Sunday, November 18, 2012

Online dating adventures

The online dating world is a difficult place.  It's a funny place.  Men on display.  I haven't had a lot of dating success out there, but I've had some experiences that can only be described as surreal.  And I must say I have a friend who met a wonderful man on an online dating site and they are happily married today.   
 
Women, if you know any men friends that are on online dating, offer to help them with their profile pictures.  There's an online dating joke that you find out when you're out there that men apparently most of the time, take a picture of themselves with their phone in their own mirror...most of the time in the bathroom.  And yes, many times you can see ambiance items like the toilet or other bathroom accents in the background and I also will tell you that I have seen pictures taken in what I assume is their bedroom complete with the unmade bed with dirty clothes strewn about. 
 
Pictures are routinely taken from many feet away so hair color is about the only feature you can pick out at that distance or are so dark that you can't actually tell if a person is in the picture or not.  Men also routinely like to take pictures of their dogs, boats, cars, motorcycles or other things that they own.  I would not pick out anyone based on their boat for instance, but I surely can't speak for all women.  I'm sure there are women that are...uh, boat enthusiasts. 
 
And keep in mind, these are the best they've got.  These men are putting pictures that I would throw away as their profile picture, the first thing you see if they contact you in any way.  If I am thinking...what the hell is that a picture OF, you have not made a good impression.  My thought is...with all this technology, they guy cannot even take a picture OR...he is embarrassed to ask someone to take a picture of him for his profile.  Then there's other extreme where the guy that has the maximum number of pictures of himself or has many shirtless pictures.  That gets into the "ew" factor for me; it's just a little too much information for being strangers.  My favorite is the no-picture guy.  Now that is slightly presumptuous!  I am going to answer your email, when you are too embarrassed to put a picture on??  Because I'll just take you on your word that you are attractive.  And if I have my picture out there and I have stepped out from behind the curtain to give you a glimmer inside my life, you better too, Mr. Wonderful.  Otherwise you have no chance.  None.  Nada.       

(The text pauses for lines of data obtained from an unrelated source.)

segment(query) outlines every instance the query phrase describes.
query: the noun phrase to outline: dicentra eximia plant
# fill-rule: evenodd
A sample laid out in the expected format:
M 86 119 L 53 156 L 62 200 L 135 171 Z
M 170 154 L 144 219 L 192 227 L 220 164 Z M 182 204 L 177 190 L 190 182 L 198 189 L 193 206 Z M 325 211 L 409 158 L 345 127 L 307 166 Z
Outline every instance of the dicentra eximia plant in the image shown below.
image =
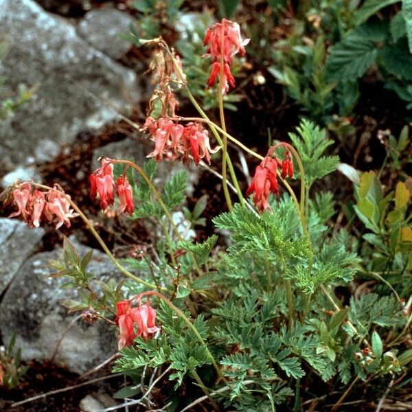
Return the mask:
M 68 277 L 79 289 L 80 299 L 64 304 L 71 310 L 83 310 L 87 320 L 117 325 L 120 356 L 115 370 L 132 379 L 140 372 L 144 393 L 147 368 L 159 374 L 159 380 L 168 376 L 176 385 L 162 399 L 171 399 L 176 391 L 183 395 L 176 404 L 182 411 L 202 402 L 216 410 L 273 411 L 276 404 L 289 403 L 298 411 L 302 397 L 311 396 L 300 392 L 306 378 L 306 385 L 321 379 L 328 382 L 319 396 L 327 394 L 329 385 L 341 387 L 342 402 L 357 382 L 386 376 L 394 380 L 412 360 L 407 349 L 412 321 L 408 296 L 396 290 L 394 296 L 363 295 L 343 307 L 334 295 L 334 286 L 347 284 L 364 269 L 350 234 L 343 229 L 330 234 L 332 194 L 320 192 L 309 198 L 313 183 L 339 163 L 336 157 L 323 154 L 332 144 L 325 133 L 304 120 L 298 135 L 290 134 L 292 144 L 275 143 L 264 157 L 227 133 L 223 98 L 236 87 L 231 67 L 236 55 L 245 54 L 248 41 L 240 26 L 226 19 L 206 32 L 205 57 L 211 58 L 207 87 L 217 83 L 218 125 L 190 93 L 174 51 L 161 38 L 141 41 L 154 47 L 150 69 L 158 84 L 141 128 L 154 141 L 148 157 L 181 159 L 183 163 L 193 159 L 205 165 L 220 151 L 219 176 L 229 211 L 213 221 L 232 233 L 226 251 L 214 247 L 216 235 L 203 243 L 187 240 L 172 216 L 183 208 L 187 174 L 177 173 L 159 191 L 153 183 L 152 160 L 140 166 L 103 157 L 90 176 L 91 196 L 99 197 L 103 211 L 111 210 L 113 215 L 118 198 L 118 214 L 150 218 L 162 231 L 153 233 L 150 247 L 130 245 L 131 257 L 122 262 L 59 186 L 23 182 L 10 190 L 18 208 L 10 216 L 21 216 L 32 226 L 42 221 L 56 223 L 56 228 L 69 226 L 77 216 L 84 221 L 130 282 L 99 282 L 87 271 L 91 253 L 80 258 L 65 239 L 64 262 L 53 265 L 56 275 Z M 176 115 L 181 92 L 199 117 Z M 236 176 L 228 139 L 260 161 L 247 190 Z M 286 181 L 295 175 L 300 179 L 299 197 Z M 273 196 L 279 195 L 282 186 L 286 192 L 279 198 Z M 239 200 L 234 205 L 230 188 Z M 245 198 L 243 193 L 253 197 Z M 200 201 L 192 212 L 183 209 L 193 225 L 203 209 Z M 185 396 L 183 379 L 194 380 L 205 396 Z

In the interest of helping men friends that you know that are out there trying to find someone...in general, they need your help.  Don't offer, TELL them that you are taking a great picture of them and sending it to them and help him put it on his profile.  Trust me, it will likely be better than a picture they have. 
 
If I get past the pictures, and by that I mean that I find pictures of someone I find attractive, then comes the profile.  OY.  It is a tough part of the process  because you know that there are some people that are just pretending to be someone else.  I tried one site that there were young men that were trying to write a profile that they obviously thought would catch some lonely cougar, but the profile read like two teenage boys that were making things up as they went, I could just hear them saying---"oh, that's a good answer".  Then the picture they put up looked like a magazine model, then another that wasn't for sure the same guy sailing on some big sailboat.  "He" emailed me once and when I called their bluff, they had an equally lame answer where they tried to sound older.  And just a note to any kids that try and do that...if you are 46 like you say and you've never had a relationship longer than one year, yeah, we're not dumb out here.
 
I can't complain.  I did meet a man I consider a very good friend through online dating, but it is the law of numbers and there are adventures to be had.  This age is so different than at any other time.  Things are not at all the same as they were and identities can be skewed in the online world.  And I'm not 20-something or 30-something so I already have my life and my family.  I've raised kids and I'm done with that now, they're on their own.  That is such a different perspective.  Good luck out there you single 40 and 50-somethings!